Jembatan Lawai Ambruk, Pemprov Sumsel Siagakan Penanganan Darurat

  • 30 Jun 2025 16:04 WIB
  •  Palembang

KBRN, Muara Enim: Jembatan Lawai yang menghubungkan Muara Enim dan Lahat ambruk pada Minggu (29/6/2025) malam sekitar pukul 23.10 WIB. Insiden ini diduga kuat akibat beban berlebih dari tiga dump truck bermuatan batubara yang melintas secara beriringan.

Menurut Kepala Dinas PU Bina Marga dan Tata Ruang Sumatera Selatan, M. Affandi, jembatan mengalami patah pada bentang tengah setelah dilintasi kendaraan-kendaraan berat tersebut. "Dari laporan yang kami terima, ada tiga unit truk batubara melintas secara beriringan. Beban muatan masing-masing diperkirakan mencapai lebih dari 30 ton. Posisi mereka berada di titik rentang jembatan yang sama sehingga menimbulkan tekanan berlebih pada struktur jembatan," jelas Affandi pada Senin (30/6/2025).

Menyikapi kejadian ini, Pemerintah Provinsi Sumatera Selatan segera bergerak cepat. "Atas arahan Gubernur, kami siagakan Jembatan Bailey untuk membantu penanganan darurat di sana," imbuh Affandi. Namun, pemasangan Jembatan Bailey masih dalam tahap evaluasi oleh tim Balai Besar Pelaksana Jalan Nasional (BBPJN) Wilayah Sumatera Selatan. Hal ini dikarenakan panjang bentang jembatan yang roboh mencapai 50 meter, sementara Jembatan Bailey yang tersedia memiliki panjang maksimum 30 meter.

"Oleh sebab itu, tim dari Balai Besar Pelaksana Jalan Nasional (BBPJN) sudah turun ke lapangan untuk melakukan evaluasi. Apakah jembatan bailey bisa difungsikan di lokasi itu masih diteliti. Jika memungkinkan, kita segera mobilisasi dan pasang," papar Affandi.

Meski jembatan utama roboh, akses lalu lintas di lokasi tersebut tidak sepenuhnya terputus. "Yang penting masyarakat tahu bahwa tidak terjadi putus total jalur. Jembatan duplikat masih dapat digunakan untuk menjaga kelancaran mobilitas," tegas Affandi.

Jembatan duplikat Lawai, yang baru saja selesai diperbaiki lantainya, dapat difungsikan untuk kendaraan ringan hingga menengah.

Affandi juga menyoroti usia jembatan yang sudah tua dan kemungkinan mengalami kelelahan material atau fatigue akibat sering dilalui kendaraan berat melebihi kapasitas desain awalnya.

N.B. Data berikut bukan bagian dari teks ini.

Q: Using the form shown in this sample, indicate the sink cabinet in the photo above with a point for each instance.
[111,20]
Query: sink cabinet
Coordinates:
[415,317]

"Secara teknis, kondisi jembatan baja tua yang mengalami beban berlebih secara terus menerus sangat rentan mengalami kelelahan struktur," pungkasnya.

Saat ini, Pemerintah Provinsi Sumatera Selatan bersama BBPJN Sumsel tengah berkoordinasi untuk menyampaikan hasil evaluasi teknis dan opsi penanganan lebih lanjut, termasuk potensi penambahan bentang atau struktur penyangga sementara.